Clay Shirky, Surplus cognitivo (CodiceEdizioni, 2010) 
Blogger, web designer, giornalisti... Si conoscono in Rete e in Rete nasce l'idea di raccontare il 2011 attraverso gli hashtag. Tre settimane di lavoro matto e disperatissimo, riunioni via skype e chat mail. Strumento di lavoro: google docs. 
Loro sono Claudia Vago (@tigella), Luca Alagna (@ezekiel), Marina Petrillo (@alaskaRP), Maximiliano Bianchi (@strelnik) e Mehdi Tekaya (@mehditek). Con yearinhashtag.com hanno fatto il loro regalo di Natale ai netizen italiani. Come mi ha detto Tigella durante una chiacchierata su skype: "abbiamo restituito alla Rete quello che la Rete ci ha dato". 
Un esempio, a mio avviso, potentissimo di generosità e condivisione del sapere. 'Sfogliando' il sito mese per mese o selezionando i luoghi - America, Asia, Europa, Medioriente... - ti rendi conto che i magnifici 5 hanno ragione quando scrivono: ‘Uno sguardo sul 2011 che non comprenda tweet, blog, fotografie e video immediatamente caricati online è uno sguardo parziale, incapace di raccontare la vera ricchezza dei tanti eventi che si sono svolti in questo lungo e intenso anno’. ‘Sfoglio’, rileggo tweet, vedo immagini che mi erano sfuggite, rivedo video e mi rendo conto che Year in Hashtag è un nuovo linguaggio, un nuovo modo di raccontare, di fare informazione. 
#Jan25#tahir, la storia di Piazza Tahir, della rivoluzione in Egitto. La storia del dirigente di Google Wael Ghonim che partecipa attivamente alla rivolta. Che profonda emozione rileggere quel suo tweet: “Sono molto preoccupato perché sembra il governo stia progettando un crimine contro il popolo per domani. Siamo tutti pronti a morire”. Queste sono le immagini di Al Jazeera English del momento in cui a Tahrir arriva l’annuncio delle dimissioni di Mubarak l’11 febbraio:
    
Il sito ci restituisce, in un unico racconto, il primo tweet con l’hashtag #SidiBouzid che riferisce del gesto di Mohamed Bouazizi - che in quel giorno si era dato fuoco a seguito della confisca della sua merce da parte della polizia - e il video del 14 gennaio durante l’ennesima grande manifestazione a Tunisi, quando, giunti di fronte alla sede del Ministero degli Interni sull’avenue Habib Bouguiba, i manifestanti intonano l’inno nazionale e, a seguire, scandiscono il grido “Dégage!” (“Vattene!”). Sarà la fine di Ben Alì.
Ancora: #17feb, Libia, la giornata della collera è l’inizio della fine per Gheddafi; #Japan, l’11 marzo Twitter si rivela uno strumento prezioso nei primissimi momenti sia per informare il mondo che per organizzare soccorsi e individuare superstiti. Ecco il terremoto in Giappone visto da Twitter:

C'è #SpanishRevolution e la prima assemblea generale di AcampadaSol, raccontata su Twitter e trasmessa in streaming, #BinLaden e quel tweet che annuncia (senza volerlo) l’operazione delle forze speciali della marina americana nel rifugio di Bin Laden ad Abbottabad, vicino a Islamabad. 

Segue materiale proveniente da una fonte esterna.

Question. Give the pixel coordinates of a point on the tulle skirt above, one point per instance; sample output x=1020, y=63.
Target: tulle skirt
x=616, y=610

Ci sono la morte di #AmyWinehouse, la strage di #oslo e la richiesta via Twitter da parte di un ragazzo presente a Utøya, gli scontri di #londoriots e la storia di #occupywallstreet, con la raccolta di tutti gli storify, e naturalmente  #150, ‘Il mondo agisce insieme per il cambiamento’, con manifestazioni in più di 1000 città in 82 Paesi, dall’Australia al Giappone, da tutta Europa agli Stati Uniti e all’America Latina. La morte di Steve Jobs e gli oltre 2,8 milioni di tweet con hashtag #iSad e #ThankYouSteve.

Tra gli eventi di casa nostra troviamo: #allertameteoLG, quando durante l’alluvione di Genova twitter viene usato per diffondere e richiedere informazioni e, poi, per chiedere aiuto nelle zone più duramente colpite; #aeiouy, usato per ‘festeggiare’ le dimissioni di Silvio Berlusconi da Presidente del Consiglio.

Perdersi in quei tweet ritrovando la memoria di quegli eventi è un viaggio affascinante, emozionante. Molti li abbiamo vissuti in diretta, ma rivederli così ha un effetto incredibile. E il lavoro di ricostruzione e montaggio dei materiale è davvero impressionante.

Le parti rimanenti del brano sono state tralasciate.